Veterans Affairs program suffers from storms

Members of the Lee County Commission on Veteran's Affairs sat with a bunch of food and drinks Wednesday night as severe weather kept turnout very low for the biannual outreach event in Montrose. Executive Director Paul Carroll, far left, talks with commissioners of the group Wednesday. Photo by Chuck Vandenberg/PCC.



MONTROSE – The rough weather that rolled through the area put a damper on an outreach program that focuses on issues important to county veterans.

Paul Carroll, Executive Director of Lee County Commission of Veteran’s Affairs, said turnout at this year’s spring event at the Ivor Fowler Center on the Montrose Riverfront, was the lowest he’s ever had.

“The storms just kept them from coming out,” Carrol said, who’s been serving his position for 13 years.
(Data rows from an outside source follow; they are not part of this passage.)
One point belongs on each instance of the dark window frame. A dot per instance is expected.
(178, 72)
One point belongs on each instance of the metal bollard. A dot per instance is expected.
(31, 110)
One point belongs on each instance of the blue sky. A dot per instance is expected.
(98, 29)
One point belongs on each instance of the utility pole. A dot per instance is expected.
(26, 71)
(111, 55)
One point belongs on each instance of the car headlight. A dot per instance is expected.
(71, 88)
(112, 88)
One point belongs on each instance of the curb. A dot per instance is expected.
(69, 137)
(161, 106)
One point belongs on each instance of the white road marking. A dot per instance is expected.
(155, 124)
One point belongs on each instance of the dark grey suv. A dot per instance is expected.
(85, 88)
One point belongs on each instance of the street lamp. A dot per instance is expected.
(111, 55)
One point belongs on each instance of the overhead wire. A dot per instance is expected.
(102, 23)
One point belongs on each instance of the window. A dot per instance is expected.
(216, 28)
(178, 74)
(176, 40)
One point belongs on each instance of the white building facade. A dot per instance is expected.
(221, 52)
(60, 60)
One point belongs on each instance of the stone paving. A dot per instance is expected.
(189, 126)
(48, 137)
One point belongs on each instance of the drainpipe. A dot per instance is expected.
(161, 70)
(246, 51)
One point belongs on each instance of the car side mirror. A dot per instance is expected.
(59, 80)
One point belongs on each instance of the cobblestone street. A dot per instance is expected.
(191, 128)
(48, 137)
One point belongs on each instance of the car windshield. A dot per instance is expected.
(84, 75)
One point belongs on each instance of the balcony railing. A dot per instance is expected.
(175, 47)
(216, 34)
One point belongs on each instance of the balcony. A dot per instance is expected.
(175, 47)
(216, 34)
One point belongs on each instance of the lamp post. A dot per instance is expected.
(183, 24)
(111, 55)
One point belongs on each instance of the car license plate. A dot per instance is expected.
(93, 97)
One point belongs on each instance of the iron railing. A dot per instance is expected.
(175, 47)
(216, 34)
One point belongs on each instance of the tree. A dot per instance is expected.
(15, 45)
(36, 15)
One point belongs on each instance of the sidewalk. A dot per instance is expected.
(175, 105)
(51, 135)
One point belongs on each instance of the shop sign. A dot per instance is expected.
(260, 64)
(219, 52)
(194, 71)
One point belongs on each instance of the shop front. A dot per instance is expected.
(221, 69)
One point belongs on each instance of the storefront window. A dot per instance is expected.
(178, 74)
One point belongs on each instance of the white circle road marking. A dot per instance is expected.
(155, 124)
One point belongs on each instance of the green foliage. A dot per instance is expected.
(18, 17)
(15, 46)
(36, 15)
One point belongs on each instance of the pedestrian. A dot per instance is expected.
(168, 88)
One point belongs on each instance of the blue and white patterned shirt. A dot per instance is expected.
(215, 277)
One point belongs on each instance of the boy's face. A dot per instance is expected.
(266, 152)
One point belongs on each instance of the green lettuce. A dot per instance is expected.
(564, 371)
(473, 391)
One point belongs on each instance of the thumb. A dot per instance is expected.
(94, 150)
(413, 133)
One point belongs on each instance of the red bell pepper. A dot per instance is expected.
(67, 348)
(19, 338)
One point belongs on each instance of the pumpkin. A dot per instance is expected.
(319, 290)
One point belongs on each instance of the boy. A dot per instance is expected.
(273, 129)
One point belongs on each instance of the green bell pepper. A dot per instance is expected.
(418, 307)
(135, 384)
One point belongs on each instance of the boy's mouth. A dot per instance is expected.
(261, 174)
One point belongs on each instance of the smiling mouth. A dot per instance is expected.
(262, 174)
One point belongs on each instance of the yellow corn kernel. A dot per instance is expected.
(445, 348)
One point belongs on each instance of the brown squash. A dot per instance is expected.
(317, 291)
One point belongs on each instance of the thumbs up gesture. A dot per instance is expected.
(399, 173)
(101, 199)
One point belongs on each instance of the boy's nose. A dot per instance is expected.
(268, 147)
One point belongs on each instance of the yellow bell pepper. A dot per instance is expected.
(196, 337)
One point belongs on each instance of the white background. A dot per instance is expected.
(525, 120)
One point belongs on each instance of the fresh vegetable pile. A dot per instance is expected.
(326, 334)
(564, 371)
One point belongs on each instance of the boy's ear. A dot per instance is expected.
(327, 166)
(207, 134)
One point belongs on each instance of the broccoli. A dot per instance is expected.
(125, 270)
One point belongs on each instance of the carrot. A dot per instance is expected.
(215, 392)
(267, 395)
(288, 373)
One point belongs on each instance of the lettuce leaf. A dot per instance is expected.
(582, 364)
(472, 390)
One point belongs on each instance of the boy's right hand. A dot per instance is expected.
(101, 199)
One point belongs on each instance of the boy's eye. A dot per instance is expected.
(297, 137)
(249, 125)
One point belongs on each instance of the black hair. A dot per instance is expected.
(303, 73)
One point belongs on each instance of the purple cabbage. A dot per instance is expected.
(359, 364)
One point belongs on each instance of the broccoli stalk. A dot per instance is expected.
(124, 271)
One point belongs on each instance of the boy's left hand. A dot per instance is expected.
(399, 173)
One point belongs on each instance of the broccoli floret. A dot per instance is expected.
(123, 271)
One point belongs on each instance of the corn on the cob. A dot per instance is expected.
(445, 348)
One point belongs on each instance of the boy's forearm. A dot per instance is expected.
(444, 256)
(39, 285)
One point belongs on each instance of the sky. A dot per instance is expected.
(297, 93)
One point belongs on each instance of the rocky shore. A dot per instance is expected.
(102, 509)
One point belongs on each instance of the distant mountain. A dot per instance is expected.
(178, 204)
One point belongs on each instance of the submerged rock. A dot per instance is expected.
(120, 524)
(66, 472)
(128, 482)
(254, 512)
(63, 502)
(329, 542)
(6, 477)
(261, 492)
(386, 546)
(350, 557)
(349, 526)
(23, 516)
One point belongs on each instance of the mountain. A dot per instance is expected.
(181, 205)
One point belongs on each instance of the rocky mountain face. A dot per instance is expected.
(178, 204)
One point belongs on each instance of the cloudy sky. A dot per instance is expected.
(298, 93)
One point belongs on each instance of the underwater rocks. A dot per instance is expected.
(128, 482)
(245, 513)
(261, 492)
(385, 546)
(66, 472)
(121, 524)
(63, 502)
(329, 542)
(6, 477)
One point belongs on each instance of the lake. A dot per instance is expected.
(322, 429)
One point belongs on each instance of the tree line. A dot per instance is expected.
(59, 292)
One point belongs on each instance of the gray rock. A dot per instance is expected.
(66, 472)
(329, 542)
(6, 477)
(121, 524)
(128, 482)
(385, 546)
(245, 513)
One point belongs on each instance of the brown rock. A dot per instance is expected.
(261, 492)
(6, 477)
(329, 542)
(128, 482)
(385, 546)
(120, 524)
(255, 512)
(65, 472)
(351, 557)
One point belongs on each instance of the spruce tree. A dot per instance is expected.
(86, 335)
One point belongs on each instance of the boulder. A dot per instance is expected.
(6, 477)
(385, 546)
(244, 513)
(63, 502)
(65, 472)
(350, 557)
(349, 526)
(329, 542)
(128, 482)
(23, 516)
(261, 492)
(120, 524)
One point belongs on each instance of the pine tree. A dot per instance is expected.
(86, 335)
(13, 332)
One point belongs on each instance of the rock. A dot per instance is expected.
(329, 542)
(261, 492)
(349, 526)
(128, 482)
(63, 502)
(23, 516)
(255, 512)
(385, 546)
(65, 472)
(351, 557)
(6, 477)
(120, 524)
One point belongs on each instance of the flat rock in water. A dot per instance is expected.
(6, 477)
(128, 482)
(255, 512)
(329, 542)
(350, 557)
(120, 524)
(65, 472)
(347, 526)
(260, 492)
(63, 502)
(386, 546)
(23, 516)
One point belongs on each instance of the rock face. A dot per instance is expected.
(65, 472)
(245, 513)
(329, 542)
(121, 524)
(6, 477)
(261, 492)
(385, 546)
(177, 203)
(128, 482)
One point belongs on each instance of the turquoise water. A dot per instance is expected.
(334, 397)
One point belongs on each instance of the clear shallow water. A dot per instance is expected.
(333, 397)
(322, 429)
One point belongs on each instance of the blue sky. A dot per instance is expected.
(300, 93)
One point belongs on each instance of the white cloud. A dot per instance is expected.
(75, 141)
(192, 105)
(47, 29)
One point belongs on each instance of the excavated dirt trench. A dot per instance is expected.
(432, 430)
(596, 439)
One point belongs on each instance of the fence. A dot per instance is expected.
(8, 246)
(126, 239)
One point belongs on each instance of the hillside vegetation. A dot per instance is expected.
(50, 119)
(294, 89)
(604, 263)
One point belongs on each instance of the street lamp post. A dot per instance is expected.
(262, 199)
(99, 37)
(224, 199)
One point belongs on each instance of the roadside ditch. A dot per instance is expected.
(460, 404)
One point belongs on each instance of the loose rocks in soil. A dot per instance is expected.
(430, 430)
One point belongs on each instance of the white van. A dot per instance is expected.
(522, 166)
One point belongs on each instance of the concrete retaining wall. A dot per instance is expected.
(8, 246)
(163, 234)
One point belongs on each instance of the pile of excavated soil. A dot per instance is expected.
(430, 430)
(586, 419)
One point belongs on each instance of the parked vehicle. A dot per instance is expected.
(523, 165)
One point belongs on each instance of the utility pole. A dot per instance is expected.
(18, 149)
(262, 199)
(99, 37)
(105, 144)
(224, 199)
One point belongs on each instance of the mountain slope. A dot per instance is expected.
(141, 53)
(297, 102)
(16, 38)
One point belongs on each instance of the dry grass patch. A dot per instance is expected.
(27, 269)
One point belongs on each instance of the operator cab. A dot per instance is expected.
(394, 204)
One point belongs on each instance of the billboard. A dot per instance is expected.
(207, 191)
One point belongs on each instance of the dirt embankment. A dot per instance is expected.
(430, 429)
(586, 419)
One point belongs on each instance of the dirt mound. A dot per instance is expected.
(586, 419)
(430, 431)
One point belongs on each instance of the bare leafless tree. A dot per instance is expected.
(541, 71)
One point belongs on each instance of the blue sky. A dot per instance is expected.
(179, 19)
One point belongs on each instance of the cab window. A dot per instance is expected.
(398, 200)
But the good thing is that he said he thinks the organization is reaching a strong portion of county veterans.

“I think we’re starting to reach saturation. The first years we were getting 50-100, record was 110. This was the lowest amount we’ve ever had because of the storms,” he said.

Carrol said the outreach programs, which are held twice a year, once in the fall and then again in the spring, offer county veterans a chance to come out have some food and talk about issues that are important to them. He said some veterans can’t get to the office during hours for whatever reasons and this gives them a chance to get with the people that can help find answers and solve problems.

“This is community outreach.. a chance for me to get out in the evening to meet with the veterans who aren’t available during the day because they work or whatever. But also to get the word out there that I’m out here.”

The group has a commission of five including Mardi Steffensmeier, George Morgan, George Shields,  Pat Fraise, and Vic Conlee, who help give local direction to the program and assist with the outreach programming.

The biggest thing facing veterans now is health care.

“Health care’s always a big issue with our aging veteran population,” he said. Of course we have VA  (Veteran’s Administration) health care in Iowa City and outpatient clinics in Ottumwa, Quincy, and Galesburg. The biggest concern is getting them into the system and helping them to apply. I’m a source of information and I answer a lot of questions. I also have a lot of forms to help them apply for whatever they want or need, and the ancillary forms that go with it.”

Carroll has office hours five days a week, Tuesday and Thursday in Keokuk and Monday, Wednesdaym and Friday in Fort Madison. The Keokuk office is located at 727 Main Street, 319-524-7831 and his office in Fort Madison is in the Lee County Building 933 Avenue H. 319-372-5853. He holds office hours from 9 a.m. to 3 p.m. each day.

Carroll encourages veterans and their families to reach out to him with any questions or issues they are having.

“I always tell my vets to come to me with any questions you have. Don’t try to do it on your own. That’s what I’m here for…them and their families.”